CMStatistics 2022: Start Registration
View Submission - CMStatistics
B1302
Title: Invariant coordinate selection as preprocessing for clustering Authors:  Aurore Archimbaud - Erasmus University Rotterdam (Netherlands) [presenting]
Andreas Alfons - Erasmus University Rotterdam (Netherlands)
Klaus Nordhausen - University of Helsinki (Finland)
Anne Ruiz-Gazen - Toulouse School of Economics (France)
Abstract: Dimension reduction is an important preprocessing step in the multivariate analysis field, likely improving the identification of clusters. The well-known Principal Component Analysis (PCA), is one of the most famous dimension reduction techniques, but it may not be the best choice for clustering purposes.
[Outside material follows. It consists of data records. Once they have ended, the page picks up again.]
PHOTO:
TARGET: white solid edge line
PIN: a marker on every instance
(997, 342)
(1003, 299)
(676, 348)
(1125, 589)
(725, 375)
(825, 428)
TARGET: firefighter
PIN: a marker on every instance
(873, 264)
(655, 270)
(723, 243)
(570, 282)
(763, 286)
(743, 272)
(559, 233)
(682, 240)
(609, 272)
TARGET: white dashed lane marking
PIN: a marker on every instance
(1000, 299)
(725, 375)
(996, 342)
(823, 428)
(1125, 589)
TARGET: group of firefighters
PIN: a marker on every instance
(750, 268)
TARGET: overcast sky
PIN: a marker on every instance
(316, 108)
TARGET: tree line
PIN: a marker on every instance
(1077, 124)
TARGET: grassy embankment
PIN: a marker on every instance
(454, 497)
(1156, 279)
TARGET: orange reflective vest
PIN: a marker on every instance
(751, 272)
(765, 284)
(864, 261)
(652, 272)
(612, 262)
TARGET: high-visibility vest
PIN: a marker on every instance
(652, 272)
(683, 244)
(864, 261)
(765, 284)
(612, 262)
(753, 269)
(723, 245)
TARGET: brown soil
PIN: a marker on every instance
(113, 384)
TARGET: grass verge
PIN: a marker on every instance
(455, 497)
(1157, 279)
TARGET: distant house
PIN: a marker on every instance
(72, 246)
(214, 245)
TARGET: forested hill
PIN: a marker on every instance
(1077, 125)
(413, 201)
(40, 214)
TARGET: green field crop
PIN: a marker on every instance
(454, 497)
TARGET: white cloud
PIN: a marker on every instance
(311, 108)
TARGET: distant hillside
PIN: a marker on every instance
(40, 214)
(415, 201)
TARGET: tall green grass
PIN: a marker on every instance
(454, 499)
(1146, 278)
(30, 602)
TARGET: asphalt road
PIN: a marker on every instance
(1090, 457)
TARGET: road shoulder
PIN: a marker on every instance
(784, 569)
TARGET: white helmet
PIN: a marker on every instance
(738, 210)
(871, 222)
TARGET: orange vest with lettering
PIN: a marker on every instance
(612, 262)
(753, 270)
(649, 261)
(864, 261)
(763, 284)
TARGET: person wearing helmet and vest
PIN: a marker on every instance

An alternative approach, Invariant Component Selection (ICS), relies on the simultaneous diagonalization of two scatter matrices. It goes beyond PCA by finding directions of interest through the optimization of general kurtosis measures and returns affine invariant components. Two challenging steps are the choice of the pair of scatter matrices and the selection of the components to retain. Some theoretical results have already been derived that guarantee that under some elliptical mixture models, the structure of the data can be highlighted on a subset of the first and/or last components. ICS has received little attention concerning clustering tasks. We evaluate the performance of several well-known clustering algorithms with ICS as a preprocessing step. We consider different combinations of scatter matrices, components selection approaches and the impact of outliers, on some simulations and some benchmark data sets.